Although I have participated in all three of the Jewcology Public Narrative trainings, I still struggle to succinctly describe the experience (don’t tell). So I did what all good folks do in this day and age, I googled it.
Marshall Ganz, Professor at the Kennedy School, long time organizer, has this to say in his course outline where he teaches the tenants of it:
The questions of what am I called to do, what my community is called to do, and what we are called to do now are at least as old as Moses’ conversation with God at the burning bush.
Why me? asks Moses, when called to free his people. And, who – or what – is calling me? Why these people? Who are they anyway? And why here, now, in this place?
Public narrative is the art of translating values into action.It is a discursive process through which individuals, communities, and nations construct their identity, make choices, and inspire action. Because it engages both “head” and “heart”, narrative can instruct and inspire – teaching us not only how we should act, but moving us to act.
It is a very powerful experience to sit in a room with other Jewish environmental activists and talk about times we have been disheartened, rejected, ostracized or belittled. It’s exciting to then talk about when we’ve been supported, boosted up and empowered. But the real movement forward is when we are able to take others with us. Our movement grows as we build community and momentum together.

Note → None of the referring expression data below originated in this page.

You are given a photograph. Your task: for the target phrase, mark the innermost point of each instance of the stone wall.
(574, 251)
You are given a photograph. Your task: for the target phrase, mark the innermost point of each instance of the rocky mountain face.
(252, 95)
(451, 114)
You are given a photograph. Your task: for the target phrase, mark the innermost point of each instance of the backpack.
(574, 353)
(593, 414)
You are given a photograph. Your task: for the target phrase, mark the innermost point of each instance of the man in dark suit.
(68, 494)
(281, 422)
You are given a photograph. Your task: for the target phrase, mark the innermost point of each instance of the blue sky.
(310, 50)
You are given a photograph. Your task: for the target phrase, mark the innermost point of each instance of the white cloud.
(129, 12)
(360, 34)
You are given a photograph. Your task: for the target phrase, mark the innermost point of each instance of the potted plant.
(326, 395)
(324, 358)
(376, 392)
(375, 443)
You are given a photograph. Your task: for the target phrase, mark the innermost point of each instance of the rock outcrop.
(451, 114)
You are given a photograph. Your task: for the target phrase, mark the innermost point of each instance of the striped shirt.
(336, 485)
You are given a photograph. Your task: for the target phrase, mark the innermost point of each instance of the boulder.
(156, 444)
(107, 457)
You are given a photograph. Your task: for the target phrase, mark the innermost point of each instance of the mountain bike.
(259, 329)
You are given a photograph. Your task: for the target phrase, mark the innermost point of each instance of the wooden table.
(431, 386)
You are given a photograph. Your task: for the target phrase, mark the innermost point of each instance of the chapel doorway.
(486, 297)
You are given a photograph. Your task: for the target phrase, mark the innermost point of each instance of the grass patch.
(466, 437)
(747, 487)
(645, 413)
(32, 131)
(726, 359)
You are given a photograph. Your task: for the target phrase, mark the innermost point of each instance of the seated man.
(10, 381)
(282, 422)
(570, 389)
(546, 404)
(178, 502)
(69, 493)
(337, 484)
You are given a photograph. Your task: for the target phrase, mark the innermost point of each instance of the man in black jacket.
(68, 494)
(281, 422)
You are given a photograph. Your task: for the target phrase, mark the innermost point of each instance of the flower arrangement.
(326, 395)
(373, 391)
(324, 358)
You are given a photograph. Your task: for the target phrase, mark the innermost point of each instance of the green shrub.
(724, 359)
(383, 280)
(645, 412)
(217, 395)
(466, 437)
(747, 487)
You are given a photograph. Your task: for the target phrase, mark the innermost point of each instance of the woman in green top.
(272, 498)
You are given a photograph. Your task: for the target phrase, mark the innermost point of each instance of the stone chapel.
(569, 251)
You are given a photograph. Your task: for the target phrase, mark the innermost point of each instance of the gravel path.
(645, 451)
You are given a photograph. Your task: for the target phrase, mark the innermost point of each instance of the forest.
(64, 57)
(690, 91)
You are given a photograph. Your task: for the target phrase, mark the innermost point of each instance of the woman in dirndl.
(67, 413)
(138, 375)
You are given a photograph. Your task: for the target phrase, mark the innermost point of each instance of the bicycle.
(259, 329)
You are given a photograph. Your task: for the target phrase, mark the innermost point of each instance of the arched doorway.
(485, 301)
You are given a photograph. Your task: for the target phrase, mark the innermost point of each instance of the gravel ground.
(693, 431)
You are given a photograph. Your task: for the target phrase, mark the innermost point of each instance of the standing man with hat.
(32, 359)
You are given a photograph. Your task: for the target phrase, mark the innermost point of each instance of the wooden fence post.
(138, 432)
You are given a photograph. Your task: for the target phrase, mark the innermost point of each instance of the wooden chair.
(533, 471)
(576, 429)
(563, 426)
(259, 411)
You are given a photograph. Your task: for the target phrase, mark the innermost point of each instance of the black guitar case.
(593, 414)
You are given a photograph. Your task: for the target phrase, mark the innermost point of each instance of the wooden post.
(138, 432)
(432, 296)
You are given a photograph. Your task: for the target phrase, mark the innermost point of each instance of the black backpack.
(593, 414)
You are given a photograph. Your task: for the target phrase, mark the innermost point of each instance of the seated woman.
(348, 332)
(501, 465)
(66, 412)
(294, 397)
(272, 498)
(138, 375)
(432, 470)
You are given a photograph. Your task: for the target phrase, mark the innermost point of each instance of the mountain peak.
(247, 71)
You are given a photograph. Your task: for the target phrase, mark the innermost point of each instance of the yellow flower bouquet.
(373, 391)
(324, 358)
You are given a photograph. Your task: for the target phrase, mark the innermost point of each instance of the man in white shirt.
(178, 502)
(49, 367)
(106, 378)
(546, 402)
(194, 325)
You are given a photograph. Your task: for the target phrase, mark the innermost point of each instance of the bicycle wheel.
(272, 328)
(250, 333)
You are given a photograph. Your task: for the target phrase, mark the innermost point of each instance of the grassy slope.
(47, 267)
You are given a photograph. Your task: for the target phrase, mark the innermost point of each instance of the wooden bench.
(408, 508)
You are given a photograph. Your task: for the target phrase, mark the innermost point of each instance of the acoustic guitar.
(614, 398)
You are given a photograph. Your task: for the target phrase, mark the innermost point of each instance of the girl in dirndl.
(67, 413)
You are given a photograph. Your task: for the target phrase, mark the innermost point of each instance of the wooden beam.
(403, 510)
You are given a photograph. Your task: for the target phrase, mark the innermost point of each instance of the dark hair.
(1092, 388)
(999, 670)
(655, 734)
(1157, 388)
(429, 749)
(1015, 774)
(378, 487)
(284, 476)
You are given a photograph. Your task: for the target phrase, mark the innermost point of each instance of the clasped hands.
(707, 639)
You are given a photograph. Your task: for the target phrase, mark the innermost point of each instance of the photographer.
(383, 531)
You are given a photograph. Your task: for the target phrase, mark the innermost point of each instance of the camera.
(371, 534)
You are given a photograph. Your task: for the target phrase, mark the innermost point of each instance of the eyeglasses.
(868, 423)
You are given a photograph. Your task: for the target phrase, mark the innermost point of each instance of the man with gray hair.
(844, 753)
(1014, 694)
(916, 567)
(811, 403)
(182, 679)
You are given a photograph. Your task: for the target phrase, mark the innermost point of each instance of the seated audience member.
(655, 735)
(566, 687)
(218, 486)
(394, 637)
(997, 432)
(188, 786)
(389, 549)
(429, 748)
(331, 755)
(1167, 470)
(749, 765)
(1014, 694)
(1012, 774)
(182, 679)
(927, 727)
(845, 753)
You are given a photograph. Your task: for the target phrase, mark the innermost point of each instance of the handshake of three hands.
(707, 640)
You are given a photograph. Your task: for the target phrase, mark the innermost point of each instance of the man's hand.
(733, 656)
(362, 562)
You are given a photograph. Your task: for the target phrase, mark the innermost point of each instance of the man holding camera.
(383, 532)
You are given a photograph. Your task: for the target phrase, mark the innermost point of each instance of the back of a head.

I have found public narrative is a tool for community engagement as much as it is an opportunity to clarify and convey my purpose and vision. As one who recently started a Jewish environmental organization, it was been a helpful process of contemplation, clarification and articulation. As I better understand why I do this work, I am better able to call upon my community to join me.
More than we need to feel empowered by discussing areas of hope, we need to act to engage and empower others in our movement. Public narrative is a way to do that.